At a hearing on 7 June, the court was told that nearby properties were potentially in danger from the encroaching Japanese Knotweed from an overgrown area of land on the north of Chapel Street in the Wibsey area of the city.
A Bradford Council enforcement officer visited the land after receiving complaints from home owners living on The Meadows estate, whose property was under threat from the weed.
On the site, he found a large area of knotweed canes which had collapsed and intertwined, with new shoots growing through the previous years’ growth.
Unchecked, Japanese Knotweed can cause structural damage to property, drains and can even grow through tarmac. It is one of the world’s worst invasive plant species and its spread causes serious threats to biodiversity, forestry and agriculture.
After visiting the site, the officer contacted the landowner, James Bateman, of Cardigan Road, Bridlington, and issued a Community Protection Warning Letter asking him to dispose of the weed using a qualified expert by 10 April last year.
A subsequent visit on 16 April found that no work had been carried out to eradicate the weed prompting the officer to issue a Community Protection Notice requiring the work to be carried out by 1 June.
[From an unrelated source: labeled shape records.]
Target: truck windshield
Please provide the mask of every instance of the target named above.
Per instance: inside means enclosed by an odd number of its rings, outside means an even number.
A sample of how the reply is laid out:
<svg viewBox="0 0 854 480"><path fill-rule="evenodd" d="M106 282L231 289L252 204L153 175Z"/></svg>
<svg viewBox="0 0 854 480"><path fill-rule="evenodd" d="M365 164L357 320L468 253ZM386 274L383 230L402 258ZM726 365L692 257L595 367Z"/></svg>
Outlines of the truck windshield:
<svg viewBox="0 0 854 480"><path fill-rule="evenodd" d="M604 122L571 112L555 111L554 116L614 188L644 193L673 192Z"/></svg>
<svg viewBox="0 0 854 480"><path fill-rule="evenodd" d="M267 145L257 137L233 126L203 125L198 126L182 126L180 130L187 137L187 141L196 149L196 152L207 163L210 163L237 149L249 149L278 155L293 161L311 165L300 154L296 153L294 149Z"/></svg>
By the time of another visit on 19 June the work had still not been carried out.
Bateman was contacted and informed that he was being prosecuted and was told to contact the court or the council if he wanted to enter a plea or ask for an adjournment in the case.
No contact was received, and he was found guilty in his absence of failing to comply with the Community Protection Notice.
As well as the fine, Bateman was ordered to pay £648.80 costs and a Victim Surcharge of £100.
Magistrates also issued a Remedial Notice requiring treatment of the weed to be completed by August this year or he could face further court action.
After the hearing, Councillor Sarah Ferriby, Bradford Council’s executive member for healthy people and places, said: “Neglecting to remove certain weeds not only causes an eyesore it also puts other people’s homes under direct threat of damage.
“Taking people to court is not the ideal solution to this kind of problem but we were left with no choice in this instance.
“We would much rather people acted sensibly in the first place and behaved with consideration towards their neighbours and the environment.”